アリエッタは亡くなる時まで、クイルについて王女に話すことはありませんでした。
エリナは毎日刺繍をして過ごします。
独りで過ごす時間は、寂しく、重く、辛いものでした。それでも、クイル以外の男性と一緒になるなんて考えられませんでした。

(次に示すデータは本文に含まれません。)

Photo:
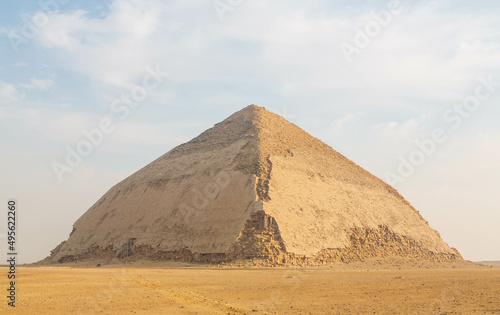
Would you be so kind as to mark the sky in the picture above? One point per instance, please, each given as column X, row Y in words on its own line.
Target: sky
column 92, row 91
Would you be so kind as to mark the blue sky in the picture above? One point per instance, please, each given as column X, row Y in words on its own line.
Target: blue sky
column 417, row 62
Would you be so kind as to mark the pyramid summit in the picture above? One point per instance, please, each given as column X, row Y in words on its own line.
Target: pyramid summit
column 253, row 186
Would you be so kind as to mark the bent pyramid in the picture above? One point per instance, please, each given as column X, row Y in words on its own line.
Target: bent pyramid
column 253, row 186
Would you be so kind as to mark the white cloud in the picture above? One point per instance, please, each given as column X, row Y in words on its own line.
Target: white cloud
column 39, row 84
column 8, row 93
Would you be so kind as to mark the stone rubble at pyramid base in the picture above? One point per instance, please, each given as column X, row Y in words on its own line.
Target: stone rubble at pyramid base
column 265, row 246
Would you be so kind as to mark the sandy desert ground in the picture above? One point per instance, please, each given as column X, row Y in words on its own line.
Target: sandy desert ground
column 229, row 290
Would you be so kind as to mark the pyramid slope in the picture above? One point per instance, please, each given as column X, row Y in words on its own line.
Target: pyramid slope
column 254, row 185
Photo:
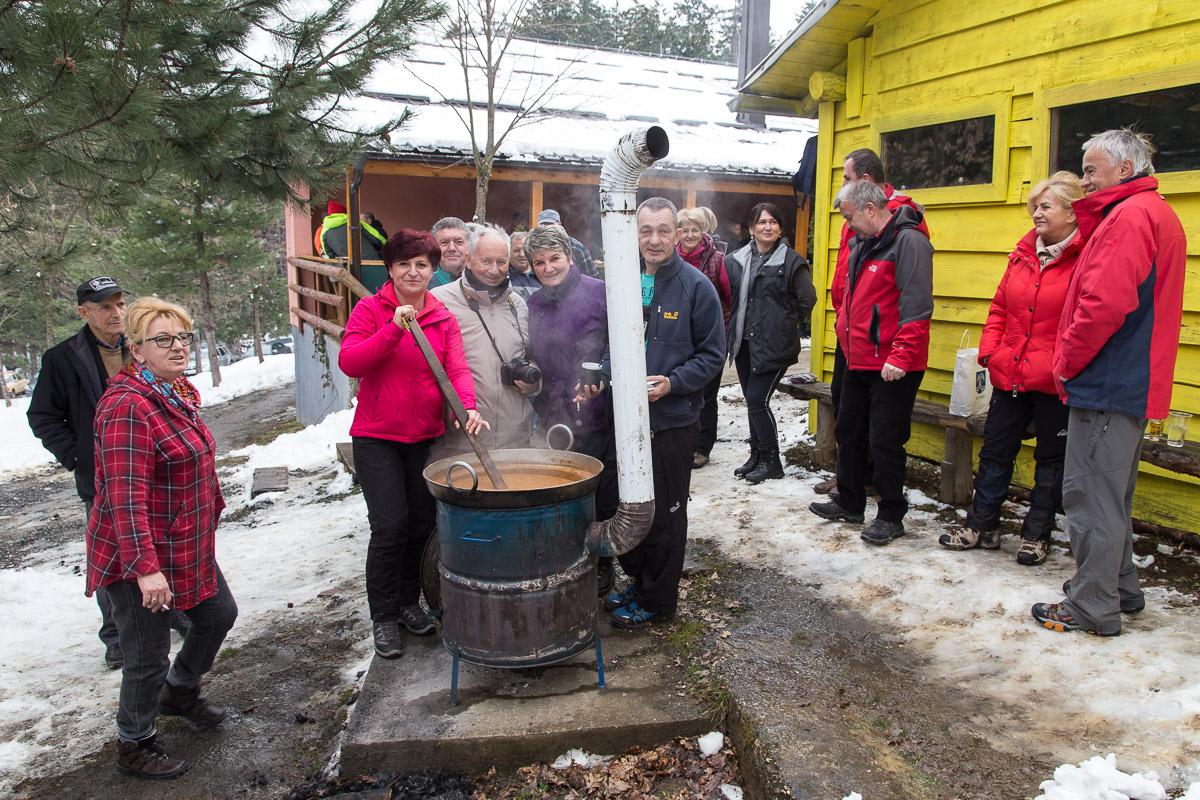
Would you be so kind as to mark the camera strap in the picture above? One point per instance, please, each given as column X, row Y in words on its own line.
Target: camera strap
column 474, row 306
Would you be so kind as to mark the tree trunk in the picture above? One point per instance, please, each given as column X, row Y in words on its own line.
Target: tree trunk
column 210, row 320
column 256, row 296
column 483, row 179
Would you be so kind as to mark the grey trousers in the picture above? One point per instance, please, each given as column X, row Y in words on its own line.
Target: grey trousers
column 1099, row 475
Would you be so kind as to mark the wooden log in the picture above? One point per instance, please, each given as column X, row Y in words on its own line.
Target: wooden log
column 317, row 294
column 957, row 468
column 827, row 86
column 826, row 453
column 333, row 272
column 318, row 323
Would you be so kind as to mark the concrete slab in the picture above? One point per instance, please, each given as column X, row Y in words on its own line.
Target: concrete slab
column 403, row 719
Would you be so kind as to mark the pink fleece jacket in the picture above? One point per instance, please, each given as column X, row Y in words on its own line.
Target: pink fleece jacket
column 399, row 397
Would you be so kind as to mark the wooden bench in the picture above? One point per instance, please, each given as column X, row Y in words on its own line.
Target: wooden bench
column 957, row 473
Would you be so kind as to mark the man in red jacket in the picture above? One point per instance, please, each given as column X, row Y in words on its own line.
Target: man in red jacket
column 1115, row 367
column 883, row 331
column 861, row 164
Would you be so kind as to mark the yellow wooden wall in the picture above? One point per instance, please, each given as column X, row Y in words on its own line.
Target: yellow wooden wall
column 940, row 60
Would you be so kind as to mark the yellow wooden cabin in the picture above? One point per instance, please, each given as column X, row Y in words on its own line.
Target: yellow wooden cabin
column 970, row 104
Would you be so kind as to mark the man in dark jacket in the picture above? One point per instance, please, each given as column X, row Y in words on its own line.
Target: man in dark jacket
column 1119, row 337
column 580, row 254
column 684, row 352
column 883, row 330
column 69, row 386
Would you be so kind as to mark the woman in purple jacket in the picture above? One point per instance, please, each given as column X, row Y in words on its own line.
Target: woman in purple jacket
column 568, row 340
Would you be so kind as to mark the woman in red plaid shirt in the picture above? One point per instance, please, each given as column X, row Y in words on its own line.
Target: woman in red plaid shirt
column 151, row 535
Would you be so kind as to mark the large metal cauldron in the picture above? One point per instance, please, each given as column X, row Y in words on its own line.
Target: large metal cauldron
column 519, row 588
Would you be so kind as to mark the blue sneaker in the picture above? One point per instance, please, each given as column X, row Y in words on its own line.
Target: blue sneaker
column 633, row 617
column 615, row 600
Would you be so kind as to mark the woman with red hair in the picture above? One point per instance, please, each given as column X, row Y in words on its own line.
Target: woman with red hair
column 397, row 419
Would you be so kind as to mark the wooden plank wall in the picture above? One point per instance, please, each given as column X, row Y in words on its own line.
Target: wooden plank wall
column 931, row 55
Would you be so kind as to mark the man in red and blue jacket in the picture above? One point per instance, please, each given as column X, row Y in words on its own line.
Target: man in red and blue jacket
column 1115, row 366
column 883, row 331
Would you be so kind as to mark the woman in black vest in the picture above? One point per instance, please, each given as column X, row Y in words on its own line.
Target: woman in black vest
column 773, row 294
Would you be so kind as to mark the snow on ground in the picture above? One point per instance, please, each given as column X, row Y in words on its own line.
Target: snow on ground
column 22, row 450
column 967, row 614
column 57, row 702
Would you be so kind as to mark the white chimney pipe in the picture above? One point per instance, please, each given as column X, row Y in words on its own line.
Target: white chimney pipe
column 622, row 169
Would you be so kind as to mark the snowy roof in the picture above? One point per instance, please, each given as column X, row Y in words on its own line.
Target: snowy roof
column 582, row 101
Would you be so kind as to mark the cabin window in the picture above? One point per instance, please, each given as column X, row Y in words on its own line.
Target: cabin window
column 1170, row 115
column 947, row 154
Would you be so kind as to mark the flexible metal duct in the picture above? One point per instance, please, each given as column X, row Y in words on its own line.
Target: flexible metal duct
column 622, row 169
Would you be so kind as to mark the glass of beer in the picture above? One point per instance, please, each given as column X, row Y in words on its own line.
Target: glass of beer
column 1177, row 428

エリナは、クイルとの思い出を、開けてはならぬ宝物のようにずっと心の奥底にしまっていました。
初めてクイルに会った時。
クイルと二人でパヴァーヌを踊っていた時。
クイルと口付けを交わした時。
思い出すと、切なくて、悲しくて仕方なくなるからでした。
やがて、クイルと会わなくなってから、四十回もの春が過ぎ行きました。
王女は歳をとり、ベッドに伏せる日が増えました。
今では思い出はただ美しいものとなり、王女の心を慰めます。
独りのエリナは毎日幾度もクイルとのことを思い出しました。
パヴァーヌの足運びが。
笑いながら踊った幼い日が。
熱い視線を絡ませながら踊った日が。
キラキラと春の日差しのように美しく、温かく心を満たしていきます。
「あら? 私、パヴァーヌを踊っているわ。あの頃よりさらに上手く」
「ああ、体が羽のように軽い」
踊るエリナを、たくさんの天使たちが誘います。
「まあ、天使様もお上手ですこと」
天使たちの中に、クイルの姿を見つけて、エリナは涙を流します。
「クイル。先に逝ってらしたの?」
「ええ。エリナ様を迎えにきたのです」
「天国では誰にも憚ることなく二人で踊れるわね」
「ええ。もちろん」
いつの間にかエリナの背中から大きな翼が生えていました。
そして、エリナとクイルは踊りながら天国へと上って行ったのでした。